193 sayılı Gelir Vergisi Kanununda 7194 Sayılı Kanun ile yapılan değişiklik sonrasında, ücretlilerin vergilendirilme usulü aşağıdaki şemaya göre sınıflandırılmıştır.

Şema:1



Kanun değişikliği sonucu hizmet erbabının vergilendirilme usulü Şema 1’deki şekilde belirlenmiş olmakla birlikte, yapılan değişikliğin çalışmamızın önceki bölümünde de bahsettiğimiz yorum tartışmasına bir netlik getirdiği maalesef söylenememektedir. Parantez içi kısımda yer alan ücret ibarelerinin sadece tevkif edilmemiş ücretleri mi kapsadığı, yoksa hem tevkif edilmiş hem edilmemiş ücretleri mi kapsadığına dair bir netleştirme yapılmaması farklı yorumların devamına sebebiyet verecektir. Zira Kanunun 86’ncı maddesinin birinci fıkrasının (b) bendi parantez içi hükmünde “birden sonraki işverenden aldıkları ücretlerinin toplamı” şeklinde yer alan ifade, 7194 Sayılı Kanun ile birlikte “birinciden sonraki işverenden aldıkları ücretlerinin toplamı” şeklinde esası etkilemeyen bir değişikliğe uğradığı için söz konusu tartışma bendin yürürlükteki son hali için de gündeme gelebilecektir. Kanaatimizce, birinci işverenden sonra elde edilen ücretlerin beyanname verme sınırına dair hesaplamalara katılırken tevkifata tabi tutulmuş olduğuna bakılmasının gerekli olup olmadığı hususunun yasal bir düzenleme ile belirgin hale getirilmesi yerinde olacaktır.

1.3 7194 sayılı Kanunla Getirilen Düzenlemenin Gerekçesi

7194 sayılı Dijital Hizmet Vergisi ile Bazı Kanunlarda ve 375 Sayılı Kanun Hükmünde Kararnamede Değişiklik Yapılması Hakkında Kanuna ilişkin madde gerekçelerinde inceleme konumuzu oluşturan 15’inci madde ile ilgili olarak;[5] “Kanun Teklifi ile beyannameli mükellefiyetin artırılması, yüksek gelir gruplarından daha fazla vergi alınması amaçlanmaktadır.
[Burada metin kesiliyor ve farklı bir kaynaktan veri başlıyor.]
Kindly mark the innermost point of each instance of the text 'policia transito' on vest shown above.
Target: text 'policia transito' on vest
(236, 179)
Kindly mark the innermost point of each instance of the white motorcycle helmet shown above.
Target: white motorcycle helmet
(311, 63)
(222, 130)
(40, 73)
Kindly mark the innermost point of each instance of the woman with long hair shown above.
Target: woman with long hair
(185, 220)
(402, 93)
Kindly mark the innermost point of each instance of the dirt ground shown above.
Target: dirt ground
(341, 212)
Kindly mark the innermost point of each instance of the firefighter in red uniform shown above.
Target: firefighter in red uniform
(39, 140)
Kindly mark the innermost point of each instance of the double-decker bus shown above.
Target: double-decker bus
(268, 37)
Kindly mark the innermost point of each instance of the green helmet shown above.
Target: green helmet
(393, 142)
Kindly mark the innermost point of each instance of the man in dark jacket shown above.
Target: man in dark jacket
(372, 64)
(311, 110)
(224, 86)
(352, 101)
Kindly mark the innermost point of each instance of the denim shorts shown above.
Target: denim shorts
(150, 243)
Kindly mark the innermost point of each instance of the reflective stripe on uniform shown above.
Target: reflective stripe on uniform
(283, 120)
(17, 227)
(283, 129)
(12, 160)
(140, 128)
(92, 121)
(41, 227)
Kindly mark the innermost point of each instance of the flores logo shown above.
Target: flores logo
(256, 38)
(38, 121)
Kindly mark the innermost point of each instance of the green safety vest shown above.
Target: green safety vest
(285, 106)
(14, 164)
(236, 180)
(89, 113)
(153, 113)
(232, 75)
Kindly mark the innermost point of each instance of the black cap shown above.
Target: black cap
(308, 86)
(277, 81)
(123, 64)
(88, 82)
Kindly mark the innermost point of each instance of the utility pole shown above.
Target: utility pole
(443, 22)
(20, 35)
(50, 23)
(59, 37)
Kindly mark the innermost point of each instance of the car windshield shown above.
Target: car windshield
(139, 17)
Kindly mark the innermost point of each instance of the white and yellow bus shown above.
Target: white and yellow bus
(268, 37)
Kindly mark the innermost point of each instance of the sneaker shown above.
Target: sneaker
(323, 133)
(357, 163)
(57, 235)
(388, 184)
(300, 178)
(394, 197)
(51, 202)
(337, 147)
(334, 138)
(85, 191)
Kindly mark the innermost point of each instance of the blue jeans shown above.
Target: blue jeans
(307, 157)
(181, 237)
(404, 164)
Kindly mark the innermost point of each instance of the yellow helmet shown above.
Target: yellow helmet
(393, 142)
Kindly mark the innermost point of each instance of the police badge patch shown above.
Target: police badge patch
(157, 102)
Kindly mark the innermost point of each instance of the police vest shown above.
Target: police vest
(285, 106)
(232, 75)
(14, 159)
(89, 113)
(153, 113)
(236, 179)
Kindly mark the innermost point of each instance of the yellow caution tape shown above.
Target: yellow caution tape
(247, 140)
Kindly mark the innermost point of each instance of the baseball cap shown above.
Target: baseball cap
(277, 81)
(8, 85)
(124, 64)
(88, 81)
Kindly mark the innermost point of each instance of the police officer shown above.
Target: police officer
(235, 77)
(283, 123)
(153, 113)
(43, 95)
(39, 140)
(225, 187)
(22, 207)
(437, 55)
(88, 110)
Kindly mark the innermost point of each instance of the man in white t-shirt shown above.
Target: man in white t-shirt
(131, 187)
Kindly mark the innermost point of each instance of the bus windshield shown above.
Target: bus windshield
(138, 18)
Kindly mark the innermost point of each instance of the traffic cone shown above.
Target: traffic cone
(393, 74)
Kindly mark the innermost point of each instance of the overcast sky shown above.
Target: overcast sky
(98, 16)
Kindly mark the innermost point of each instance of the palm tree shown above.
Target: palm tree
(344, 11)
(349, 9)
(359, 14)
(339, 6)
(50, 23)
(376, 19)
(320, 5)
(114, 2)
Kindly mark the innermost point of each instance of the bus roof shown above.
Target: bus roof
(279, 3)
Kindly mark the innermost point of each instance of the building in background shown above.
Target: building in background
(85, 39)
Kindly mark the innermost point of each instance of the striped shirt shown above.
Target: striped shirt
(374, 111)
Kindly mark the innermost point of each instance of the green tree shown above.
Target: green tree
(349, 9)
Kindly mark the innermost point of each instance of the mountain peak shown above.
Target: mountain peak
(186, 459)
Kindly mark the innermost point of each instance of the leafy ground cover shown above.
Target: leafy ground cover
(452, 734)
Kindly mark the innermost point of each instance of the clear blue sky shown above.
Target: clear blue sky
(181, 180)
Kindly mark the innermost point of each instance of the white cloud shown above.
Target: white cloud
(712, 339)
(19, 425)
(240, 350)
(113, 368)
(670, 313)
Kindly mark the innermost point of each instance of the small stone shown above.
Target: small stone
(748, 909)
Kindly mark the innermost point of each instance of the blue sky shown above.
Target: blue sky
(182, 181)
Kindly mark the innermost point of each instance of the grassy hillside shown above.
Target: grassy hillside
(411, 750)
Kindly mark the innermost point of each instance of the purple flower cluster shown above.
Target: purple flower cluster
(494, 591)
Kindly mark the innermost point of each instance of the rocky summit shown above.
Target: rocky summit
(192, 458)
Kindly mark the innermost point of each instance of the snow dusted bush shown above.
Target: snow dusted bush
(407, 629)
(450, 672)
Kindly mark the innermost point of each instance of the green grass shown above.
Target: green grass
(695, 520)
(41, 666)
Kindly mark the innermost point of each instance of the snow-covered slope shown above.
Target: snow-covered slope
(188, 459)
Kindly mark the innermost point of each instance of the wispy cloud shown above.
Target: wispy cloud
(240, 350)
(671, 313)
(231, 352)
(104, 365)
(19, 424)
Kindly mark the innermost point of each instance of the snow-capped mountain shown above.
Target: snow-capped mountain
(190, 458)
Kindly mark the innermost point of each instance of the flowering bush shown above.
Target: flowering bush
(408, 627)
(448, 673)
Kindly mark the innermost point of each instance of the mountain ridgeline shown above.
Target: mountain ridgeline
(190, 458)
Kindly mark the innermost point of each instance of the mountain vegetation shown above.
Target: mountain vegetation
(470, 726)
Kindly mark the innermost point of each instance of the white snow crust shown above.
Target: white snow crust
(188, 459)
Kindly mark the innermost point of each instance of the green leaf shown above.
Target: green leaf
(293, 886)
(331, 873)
Bu kapsamda tevkif suretiyle vergilendirilen ücret tutarları ve bu tutarlar üzerinden tevkif edilen vergilerin, yıllık beyanname sayesinde matrah ve sair unsurlarının kontrolünün sağlanmasını teminen madde ile tek veya birden fazla işverenden tevkif suretiyle vergilendirilmiş ücret geliri elde eden mükelleflerin, bu gelirleri toplamının, 103. maddede yazılı tarifenin dördüncü gelir diliminde yer alan tutarı aşması halinde ücret gelirlerini yıllık beyanname ile beyan etmesi esası getirilmektedir.

Böylece,

- Tek işverenden alınan tevkif suretiyle vergilendirilmiş ücret gelirleri toplamının 103. maddede yazılı tarifenin dördüncü gelir diliminde yer alan tutarı aşması halinde bu gelirler beyan edilecektir.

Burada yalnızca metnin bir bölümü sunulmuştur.